Genetic Polymorphism on Endothelial Nitric Oxide Synthase Affects Endothelial Activation and Inflammatory Response During the Acute Phase of Myocardial Infarction

Charalambos Antoniades, MD, Dimitris Tousoulis, MD, PhD, FACC*, Carmen Vasiliadou, BSc, MSc, Christos Pitsavos, MD, FACC, FESC, Christina Chrysochoou, MD, Demosthenis Panagiotakos, BSc, MSc, PhD, Costas Tentolouris, MD, FACC, FESC, Kyriakoula Marinou, MD, Nikolaos Koumallos, MD and Christodoulos Stefanadis, MD, PhD, FACC, FESC

Cardiology Department, Athens University Medical School, Hippokration Hospital, Athens, Greece

Manuscript received April 1, 2005; revised manuscript received May 16, 2005, accepted May 22, 2005.

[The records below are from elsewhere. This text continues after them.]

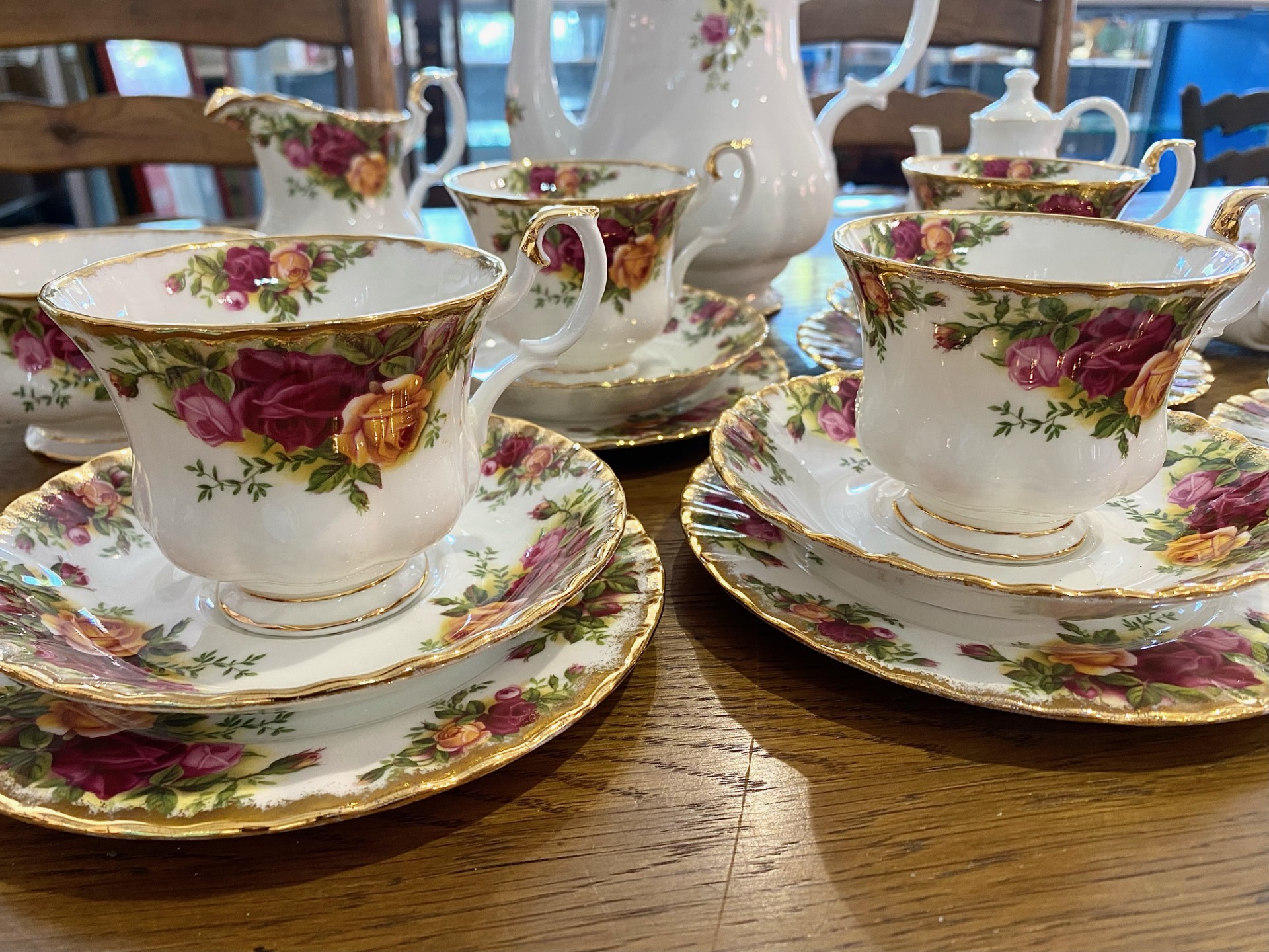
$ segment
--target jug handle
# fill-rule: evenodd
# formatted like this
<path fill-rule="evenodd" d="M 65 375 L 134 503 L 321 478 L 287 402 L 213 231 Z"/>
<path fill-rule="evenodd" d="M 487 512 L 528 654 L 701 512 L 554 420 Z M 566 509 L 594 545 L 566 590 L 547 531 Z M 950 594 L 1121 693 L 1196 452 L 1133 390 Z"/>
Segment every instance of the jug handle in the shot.
<path fill-rule="evenodd" d="M 1085 96 L 1084 99 L 1076 99 L 1053 118 L 1061 121 L 1062 132 L 1065 133 L 1071 127 L 1071 123 L 1086 112 L 1105 113 L 1110 118 L 1110 123 L 1114 126 L 1114 146 L 1110 149 L 1110 155 L 1103 159 L 1103 161 L 1112 165 L 1121 165 L 1124 156 L 1128 155 L 1128 113 L 1109 96 Z"/>
<path fill-rule="evenodd" d="M 423 98 L 423 90 L 428 86 L 440 86 L 445 94 L 445 104 L 449 107 L 449 142 L 445 143 L 444 155 L 434 165 L 426 165 L 419 159 L 415 149 L 423 138 L 424 124 L 431 113 L 431 107 Z M 445 173 L 463 160 L 467 149 L 467 100 L 463 99 L 463 90 L 458 85 L 458 74 L 453 70 L 443 70 L 429 66 L 419 70 L 410 80 L 410 91 L 406 94 L 406 105 L 410 107 L 410 137 L 404 143 L 405 149 L 415 156 L 414 183 L 406 194 L 406 201 L 414 211 L 423 207 L 423 199 L 428 195 L 428 189 L 440 182 Z"/>
<path fill-rule="evenodd" d="M 1192 138 L 1161 138 L 1141 157 L 1141 170 L 1148 171 L 1151 175 L 1159 174 L 1159 160 L 1164 157 L 1164 152 L 1171 152 L 1176 156 L 1176 178 L 1173 180 L 1171 192 L 1167 193 L 1167 198 L 1164 203 L 1152 213 L 1147 215 L 1145 218 L 1123 218 L 1123 221 L 1136 222 L 1137 225 L 1157 225 L 1169 215 L 1171 215 L 1173 208 L 1181 201 L 1181 197 L 1189 190 L 1190 184 L 1194 182 L 1194 140 Z"/>
<path fill-rule="evenodd" d="M 854 76 L 846 76 L 845 88 L 825 103 L 815 118 L 816 131 L 820 133 L 825 149 L 832 151 L 832 136 L 846 113 L 860 105 L 886 108 L 890 94 L 898 89 L 925 56 L 925 48 L 930 44 L 934 20 L 938 15 L 939 0 L 912 0 L 912 15 L 907 20 L 907 33 L 904 34 L 904 42 L 900 43 L 898 52 L 890 61 L 886 71 L 867 83 L 862 83 Z"/>
<path fill-rule="evenodd" d="M 1237 241 L 1242 218 L 1255 206 L 1260 209 L 1261 236 L 1264 222 L 1269 222 L 1269 188 L 1240 188 L 1225 197 L 1212 215 L 1207 234 L 1212 237 Z M 1221 335 L 1226 327 L 1259 303 L 1269 293 L 1269 241 L 1258 241 L 1251 274 L 1226 297 L 1203 324 L 1194 345 L 1203 348 Z"/>
<path fill-rule="evenodd" d="M 551 204 L 529 220 L 524 237 L 520 240 L 519 254 L 515 256 L 515 269 L 489 306 L 487 325 L 496 324 L 514 311 L 533 288 L 538 273 L 551 264 L 551 259 L 542 248 L 542 241 L 556 225 L 572 228 L 581 239 L 584 253 L 581 291 L 569 312 L 569 319 L 560 330 L 544 338 L 520 340 L 515 353 L 504 357 L 494 366 L 485 382 L 480 385 L 480 390 L 468 401 L 468 433 L 477 447 L 485 442 L 490 414 L 494 413 L 494 405 L 503 396 L 503 391 L 530 371 L 555 367 L 560 354 L 581 339 L 586 325 L 599 307 L 604 287 L 608 284 L 608 253 L 604 249 L 604 239 L 599 234 L 598 222 L 599 208 L 589 204 Z M 591 263 L 603 264 L 591 268 L 589 267 Z M 509 340 L 516 339 L 514 334 L 505 336 Z"/>
<path fill-rule="evenodd" d="M 749 211 L 749 204 L 754 199 L 754 185 L 758 183 L 758 169 L 754 166 L 753 146 L 754 140 L 751 138 L 733 138 L 730 142 L 720 142 L 706 156 L 703 168 L 709 178 L 706 179 L 704 185 L 697 192 L 693 204 L 702 204 L 706 195 L 713 192 L 714 187 L 722 180 L 722 173 L 718 171 L 718 156 L 725 152 L 731 152 L 740 159 L 740 198 L 732 206 L 727 221 L 722 225 L 707 225 L 700 228 L 700 234 L 692 239 L 687 248 L 674 256 L 674 265 L 670 269 L 673 301 L 678 301 L 683 296 L 683 279 L 697 255 L 707 248 L 713 248 L 726 241 L 731 230 L 739 222 L 744 221 L 745 213 Z"/>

* Reprint requests and correspondence: Dr. Dimitris Tousoulis, Athens University Medical School, S Karagiorga 69, Glifada, Athens, Greece (Email: tousouli{at}med.uoa.gr).

OBJECTIVES: This study sought to evaluate the effect of genetic polymorphism G894T on endothelial nitric oxide synthase (eNOS); on the risk for myocardial infarction (MI); and on the release of von Willebrand factor (vWF), interleukin (IL)-6, IL-1b, and oxidized low-density lipoprotein (ox-LDL) levels during the acute phase of MI and one year after the event.

BACKGROUND: Genetic polymorphism G894T on eNOS has been associated with increased cardiovascular risk. However, its role during the acute phase of MI is unknown.

METHODS: The study population consisted of 228 patients with a first event of premature MI and 519 matched control patients. One year after the event, 61 patients and 205 control patients were recalled for the follow-up study. Blood sampling was performed during the acute phase and after one year.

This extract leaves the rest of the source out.